Justiça derruba liminar contra Belo Monte; MPF vai recorrer
2006-05-23
No início da semana passada, a Justiça Federal em Altamira, Pará, derrubou liminar impetrada pelo Ministério Público Federal (MPF) contra procedimentos de licenciamento da hidrelétrica de Belo Monte, acatando um recurso do Ibama que, com a empreendedora Eletrobrás, fica novamente autorizada a realizar estudos, audiências públicas e demais processos previstos para o licenciamento da obra.
Segundo o coordenador geral de Licenciamento Ambiental do Ibama, Luiz Felipe Kunz Júnior, o órgão, que foi citado como réu na ação do MPF, apenas procurou se defender de “acusação injusta”, já que sua função, neste momento, seria atender a uma solicitação da Eletronorte de levantamento técnico da área de influência da hidrelétrica, no sentido de pontuar os elementos que devem ser considerados no Estudo e no Relatório de impacto Ambiental (EIA/RIMA).
Já o Ministério Público avisa que vai recorrer. Segundo o procurador federal em Altamira, Marco Antonio Almeida, o órgão deve apresentar seu recurso ao Tribunal Regional Federal da 1ª Região em Brasília nesta semana (22/5), e acredita em grande possibilidade de reversão.
Segundo o MPF, está havendo descumprimento da lei, uma vez que o Congresso Nacional teria desrespeitado a Constituição – que prevê que “a pesquisa e a lavra das riquezas minerais em terras indígenas só podem ser efetivados com autorização do Congresso Nacional, ouvidas as comunidades afetadas” – ao não ter consultado os indígenas sobre o a execução do projeto. Em julho de 2005, os parlamentares aprovaram um decreto legislativo que autoriza o Poder Executivo de implantar o Aproveitamento Hidrelétrico Belo Monte “após estudos de viabilidade técnica, econômica, ambiental e outros que julgar necessário”, passando por cima, de acordo com os procuradores, da Constituição.
Quem consulta
O desacordo principal no embate sobre o processo de licenciamento de Belo monte entre o MPF e movimentos sociais, de um lado, e a Justiça de Altamira e o Congresso Nacional, do outro, é a leitura da lei.

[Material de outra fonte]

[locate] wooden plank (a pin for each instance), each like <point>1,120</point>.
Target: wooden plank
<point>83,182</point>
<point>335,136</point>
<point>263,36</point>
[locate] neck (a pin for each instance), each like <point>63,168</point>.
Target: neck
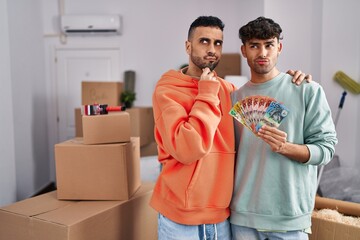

Segundo o juiz federal da Subseção de Altamira, Herculano Martins Nacif, que revogou a liminar do Ministério Público, as consultas às populações devem ser feitas durante todo o processo de licenciamento, mas não necessariamente pelo Congresso Nacional nem obrigatoriamente como seu ponto de partida. O deputado federal Fernando Ferro (PT-PE), relator do decreto legislativo que teria atropelado o processo de consultas, também avalia que o Congresso não precisa necessariamente ouvir os indígenas para decidir sobre o licenciamento. Segundo Ferro, qualquer órgão do governo que faça a consulta estaria atendendo o que prevê a Constituição.
Segundo o procurador Felício Pontes, porém, ao pedir a anuência do Congresso a Constituição é clara. "O artigo 231 não deixa margem para dúvidas. A autorização do Congresso é política, e não técnica”. Como explica o advogado Raul do Valle, do Instituto Socioambiental, a regra foi criada na Constituinte especificamente para garantir a proteção política dos interesses das comunidades indígenas, na perspectiva de que é dever da União zelar pelo seu pleno desenvolvimento e sua segurança.
“A Constituição exige uma intervenção do Congresso nesses casos específicos apenas, quando atividades de mineração ou hidrelétricas atingem terras indígenas, justamente porque estas populações são extremamente sensíveis. Por isso é preciso uma avaliação política do Congresso, se o benefício gerado pela obra vale o sacrifício das comunidades ou não”, explica Valle.